RET Summer School on Distributions and h-Principles
h-Principles are a powerful tool that lie on the interface between the geometry of manifolds and algebraic topology. They relate moduli spaces of geometric structures to certain spaces of sections of fibre bundles, and they are often able to establish a weak homotopy equivalence between them, in which case the geometric structure is said to be flexible (otherwise it is called rigid).
The geometric structures considered in this course will be regular distributions in the tangent space of a manifold, that is, sections of the fibrewise Grassmannian of this tangent space that are solutions of a partial differential relation that do not possess local invariants. Therefore the moduli problem is purely global on the manifold.
In this course we will study three examples of regular distributions (foliations, contact structures, and Engel structures), where there is a dichotomy between flexible phenomena and rigid phenomena. These lectures will explain old and (mostly) recent developments in the flexible side, but continuous references to its rigid nemesis will be provided. Hence the three theories can be understood as a struggle between the two sides.
This summer school is part of a series of activities organised by the Spanish Topology Network (RET).

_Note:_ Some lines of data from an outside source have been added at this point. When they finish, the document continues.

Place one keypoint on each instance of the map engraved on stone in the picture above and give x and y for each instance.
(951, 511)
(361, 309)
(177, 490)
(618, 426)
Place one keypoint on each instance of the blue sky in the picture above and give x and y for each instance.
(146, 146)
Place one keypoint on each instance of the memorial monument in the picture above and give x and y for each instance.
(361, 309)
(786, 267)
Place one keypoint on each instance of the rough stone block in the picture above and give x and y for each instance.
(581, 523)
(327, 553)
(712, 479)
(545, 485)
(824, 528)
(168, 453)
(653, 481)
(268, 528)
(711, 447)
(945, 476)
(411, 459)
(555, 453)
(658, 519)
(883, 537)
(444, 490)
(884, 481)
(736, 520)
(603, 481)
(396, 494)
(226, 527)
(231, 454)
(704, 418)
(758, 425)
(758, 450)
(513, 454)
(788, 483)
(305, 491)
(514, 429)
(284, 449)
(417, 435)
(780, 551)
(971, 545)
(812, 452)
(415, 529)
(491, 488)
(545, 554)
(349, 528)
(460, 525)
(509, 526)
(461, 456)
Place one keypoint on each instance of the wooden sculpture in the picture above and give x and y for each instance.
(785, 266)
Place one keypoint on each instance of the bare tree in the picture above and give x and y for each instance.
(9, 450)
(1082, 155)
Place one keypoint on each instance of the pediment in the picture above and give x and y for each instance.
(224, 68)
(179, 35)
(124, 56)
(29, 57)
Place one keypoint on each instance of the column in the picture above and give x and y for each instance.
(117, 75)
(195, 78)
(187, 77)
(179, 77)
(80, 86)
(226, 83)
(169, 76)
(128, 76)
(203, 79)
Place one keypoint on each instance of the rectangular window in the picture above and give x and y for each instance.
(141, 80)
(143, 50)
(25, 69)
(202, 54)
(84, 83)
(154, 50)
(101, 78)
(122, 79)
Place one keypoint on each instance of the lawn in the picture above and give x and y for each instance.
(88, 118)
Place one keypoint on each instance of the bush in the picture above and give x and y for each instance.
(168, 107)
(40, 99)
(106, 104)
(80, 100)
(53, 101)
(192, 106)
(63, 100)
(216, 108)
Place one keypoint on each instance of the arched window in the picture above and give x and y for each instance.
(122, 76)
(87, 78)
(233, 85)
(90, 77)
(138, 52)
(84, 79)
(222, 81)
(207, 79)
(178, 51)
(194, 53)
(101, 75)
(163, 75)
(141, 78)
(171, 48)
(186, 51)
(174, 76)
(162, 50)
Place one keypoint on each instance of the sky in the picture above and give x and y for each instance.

- Introduction to the h-Principle
- Contact Flexibility
- Engel Flexibility
- Foliation Flexibility
- Optional: Donaldson Divisors
- Y. Eliashberg and N. Mishachev, Introduction to the h-Principle, Graduate Studies in Mathematics 48, Amer. Math. Soc., Providence, 2002.
- M. Gromov, Partial Differential Relations, Ergebnisse der Mathematik und ihrer Grenzgebiete (3), Springer-Verlag, Berlin, 1986.
- Y. Eliashberg, Classification of overtwisted contact structures on 3-manifolds, Invent. Math. 98 (1989), no. 3, 623-637.
- M. S. Borman, Y. Eliashberg and E. Murphy, Existence and classification of overtwisted contact structures in all dimensions, Acta Mathematica 215 (2015), no. 2, 281–361.
- Y. Eliashberg and N. M. Mishachev, Wrinkling of smooth mappings and its applications I, Invent. Math. 130 (1997), 345-369.
- Y. Eliashberg and N. M. Mishachev, Wrinkling of smooth mappings and its applications II. Foliations of codimension greater than one, Topol. Methods Nonlinear Anal. 11 (1998), no. 2, 321–350.
- Y. Eliashberg and N. M. Mishachev, Wrinkling of smooth mappings and its applications III. Wrinkling of embeddings and K. Igusa's theorem, Topology 39 (2000), no. 4, 711–732.